Another age-old auto insurance misconception is the idea that red cars cost more to insure than other colored cars. But in reality, this isn’t the case – most insurers don’t take color into account. Instead, insurance rates are based on the model and make. While red is associated with sports cars, there’s no evidence that people that drive red cards are faster and more accident-prone, and so insurers tend not to care whether your car is red or blue or green.

Myth #5: Older cars are always cheaper to insure

Older cars are typically lower value, and this can often mean lower insurance rates. However, this doesn’t mean that all older cars are cheaper to insure. Some older car models can actually cost more to cover than newer cars, because they have less safety features and because they have been involved in more accidents. This is something to be wary of when looking for a car that’s cheap to insure.

Myth #6: Parking your car in a garage can save you a lot of money

Insurers will typically ask about your parking situation when you take out auto insurance. Some people assume that parking a car in a garage will save them huge amounts of money. While it can result in a discount, it is often a very minimal discount. In fact, in some cases, selecting ‘parked on a driveway’ instead of ‘parked in a garage’ can save you money. This is because garages are enclosed spaces that can sometimes increase the risk of accidents while parking.

Myth #7: You don’t need insurance to test-drive a vehicle

It’s actually illegal to test drive a car without insurance in many states. Fortunately, a car dealership will often have insurance in place to cover you. However, if you’re buying from a private seller, it’s up to you to take out temporary insurance while you test-drive the vehicle. There are several apps and sites that you can use to take out test drive cover – and it usually only costs a few dollars.
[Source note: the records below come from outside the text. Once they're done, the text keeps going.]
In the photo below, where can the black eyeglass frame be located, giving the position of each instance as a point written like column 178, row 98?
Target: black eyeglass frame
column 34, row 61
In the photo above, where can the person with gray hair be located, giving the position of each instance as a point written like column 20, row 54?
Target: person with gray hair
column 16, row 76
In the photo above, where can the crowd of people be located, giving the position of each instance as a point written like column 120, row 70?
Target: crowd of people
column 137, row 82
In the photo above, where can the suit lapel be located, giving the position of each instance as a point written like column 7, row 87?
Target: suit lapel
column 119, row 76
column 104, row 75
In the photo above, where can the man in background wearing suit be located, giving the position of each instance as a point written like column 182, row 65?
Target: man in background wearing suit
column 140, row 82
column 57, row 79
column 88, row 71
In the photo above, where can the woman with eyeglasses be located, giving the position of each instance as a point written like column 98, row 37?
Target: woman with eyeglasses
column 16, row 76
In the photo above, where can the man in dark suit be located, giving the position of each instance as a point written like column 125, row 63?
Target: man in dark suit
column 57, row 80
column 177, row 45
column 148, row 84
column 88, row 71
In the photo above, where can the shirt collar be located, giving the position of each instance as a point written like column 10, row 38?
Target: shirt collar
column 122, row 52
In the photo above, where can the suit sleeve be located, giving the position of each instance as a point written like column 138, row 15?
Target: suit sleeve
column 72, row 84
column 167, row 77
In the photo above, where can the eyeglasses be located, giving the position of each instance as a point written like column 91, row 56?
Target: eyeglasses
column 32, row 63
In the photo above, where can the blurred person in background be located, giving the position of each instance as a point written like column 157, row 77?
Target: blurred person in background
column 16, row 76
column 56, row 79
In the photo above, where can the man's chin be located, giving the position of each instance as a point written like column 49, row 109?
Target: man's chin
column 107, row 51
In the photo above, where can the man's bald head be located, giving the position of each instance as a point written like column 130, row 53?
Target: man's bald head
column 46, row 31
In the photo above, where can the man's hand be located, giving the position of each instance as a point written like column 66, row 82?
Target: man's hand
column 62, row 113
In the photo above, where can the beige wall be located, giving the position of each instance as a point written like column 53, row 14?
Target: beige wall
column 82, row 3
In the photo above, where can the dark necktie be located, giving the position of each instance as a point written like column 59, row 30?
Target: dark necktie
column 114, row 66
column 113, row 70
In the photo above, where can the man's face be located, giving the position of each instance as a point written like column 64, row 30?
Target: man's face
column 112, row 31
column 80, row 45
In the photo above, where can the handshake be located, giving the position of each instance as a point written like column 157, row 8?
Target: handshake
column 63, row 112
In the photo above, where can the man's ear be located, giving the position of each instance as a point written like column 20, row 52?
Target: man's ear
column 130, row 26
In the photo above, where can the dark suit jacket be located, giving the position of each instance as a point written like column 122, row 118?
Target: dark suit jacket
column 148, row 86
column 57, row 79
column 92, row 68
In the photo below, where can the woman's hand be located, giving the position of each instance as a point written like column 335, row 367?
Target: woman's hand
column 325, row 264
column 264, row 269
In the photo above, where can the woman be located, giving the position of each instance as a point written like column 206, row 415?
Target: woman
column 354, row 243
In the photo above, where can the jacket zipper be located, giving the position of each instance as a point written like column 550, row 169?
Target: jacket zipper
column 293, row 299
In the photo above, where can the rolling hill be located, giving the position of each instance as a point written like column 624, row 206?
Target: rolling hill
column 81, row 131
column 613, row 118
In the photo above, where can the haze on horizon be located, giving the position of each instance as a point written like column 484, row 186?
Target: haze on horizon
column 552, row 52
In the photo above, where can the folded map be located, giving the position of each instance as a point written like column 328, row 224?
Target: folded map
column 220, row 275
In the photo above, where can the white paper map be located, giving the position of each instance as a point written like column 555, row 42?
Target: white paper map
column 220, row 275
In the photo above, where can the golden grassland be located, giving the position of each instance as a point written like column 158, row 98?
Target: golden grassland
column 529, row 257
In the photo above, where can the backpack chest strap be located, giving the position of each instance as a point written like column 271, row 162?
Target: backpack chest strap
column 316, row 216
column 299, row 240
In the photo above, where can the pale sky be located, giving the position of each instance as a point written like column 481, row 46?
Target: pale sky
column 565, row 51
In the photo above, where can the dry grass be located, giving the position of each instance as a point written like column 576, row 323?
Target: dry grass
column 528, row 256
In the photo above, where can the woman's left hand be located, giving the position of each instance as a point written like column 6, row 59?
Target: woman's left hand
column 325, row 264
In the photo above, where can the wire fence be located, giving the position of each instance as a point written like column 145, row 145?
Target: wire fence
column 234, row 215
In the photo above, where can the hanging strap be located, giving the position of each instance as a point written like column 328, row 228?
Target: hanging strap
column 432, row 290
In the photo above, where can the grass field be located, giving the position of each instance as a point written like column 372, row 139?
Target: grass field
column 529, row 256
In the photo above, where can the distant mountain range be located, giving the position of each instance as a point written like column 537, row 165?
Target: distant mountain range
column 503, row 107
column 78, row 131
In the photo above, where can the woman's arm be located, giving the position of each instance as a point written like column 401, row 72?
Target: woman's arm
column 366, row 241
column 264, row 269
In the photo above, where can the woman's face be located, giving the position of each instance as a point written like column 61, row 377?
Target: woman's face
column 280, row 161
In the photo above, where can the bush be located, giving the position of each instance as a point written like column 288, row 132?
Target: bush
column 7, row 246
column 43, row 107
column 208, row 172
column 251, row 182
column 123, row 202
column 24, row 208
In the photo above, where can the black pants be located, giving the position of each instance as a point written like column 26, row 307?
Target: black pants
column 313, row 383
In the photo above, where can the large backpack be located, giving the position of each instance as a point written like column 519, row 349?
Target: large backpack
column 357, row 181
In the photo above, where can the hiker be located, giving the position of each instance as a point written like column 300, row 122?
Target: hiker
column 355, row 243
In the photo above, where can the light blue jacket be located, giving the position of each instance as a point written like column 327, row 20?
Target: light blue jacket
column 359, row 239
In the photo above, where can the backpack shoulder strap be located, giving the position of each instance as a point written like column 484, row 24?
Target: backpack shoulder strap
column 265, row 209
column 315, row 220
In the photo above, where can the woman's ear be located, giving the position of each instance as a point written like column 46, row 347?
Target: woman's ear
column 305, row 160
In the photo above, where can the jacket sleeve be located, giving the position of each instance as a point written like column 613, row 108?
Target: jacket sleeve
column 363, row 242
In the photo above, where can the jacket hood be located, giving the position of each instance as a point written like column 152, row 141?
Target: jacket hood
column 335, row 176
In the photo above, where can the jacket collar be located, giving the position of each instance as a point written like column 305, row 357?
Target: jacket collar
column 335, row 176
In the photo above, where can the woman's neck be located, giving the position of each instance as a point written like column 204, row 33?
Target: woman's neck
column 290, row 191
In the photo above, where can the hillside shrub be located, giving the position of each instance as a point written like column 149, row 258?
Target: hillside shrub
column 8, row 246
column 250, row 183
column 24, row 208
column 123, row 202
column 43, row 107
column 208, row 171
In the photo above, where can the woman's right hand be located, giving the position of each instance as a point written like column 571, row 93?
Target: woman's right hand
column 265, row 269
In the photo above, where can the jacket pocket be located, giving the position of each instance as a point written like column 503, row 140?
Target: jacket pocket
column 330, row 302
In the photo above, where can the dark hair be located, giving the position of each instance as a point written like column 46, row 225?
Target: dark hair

This is worth having in case you do get in an accident during a test drive.

Myth #8: You can’t get life insurance after the age of 60

Life insurance does get more expensive and harder to obtain the older you get. However, the idea that you become uninsurable after the age of 60 is nonsense. Most life insurance companies offer Over 60s and even Over 70s life insurance. Over 80s life insurance is much rarer, but does still exist. In other words, you are never too old to take out life insurance. Some life insurance providers may not even require a medical exam to be carried out, making it possible to take out life insurance without health conditions affecting your rates.

Myth #9: You can’t get health insurance for pre-existing conditions

Many health insurance providers will not cover you for treatments related to pre-existing conditions. However, there are many specialist health insurance providers that do offer cover for such conditions – particularly if you’re still quite young and have been managing your condition well. Such insurance policies can be more expensive, but could be worthwhile for insuring you against the most pressing health risks.

Myth #10: You can’t get pet insurance for older pets

The best time to take out pet insurance is when a pet is still young, as it’s possible to take out lifetime policies with affordable fixed rates. Once your pet gets older, insurance rates can be more expensive, but it doesn’t mean that your pet cannot be insured. There are many pet insurance providers that will still offer pet insurance to older pets – even those with health conditions. This can be more affordable in some cases than having to fork out a large lump sum for treatment later on.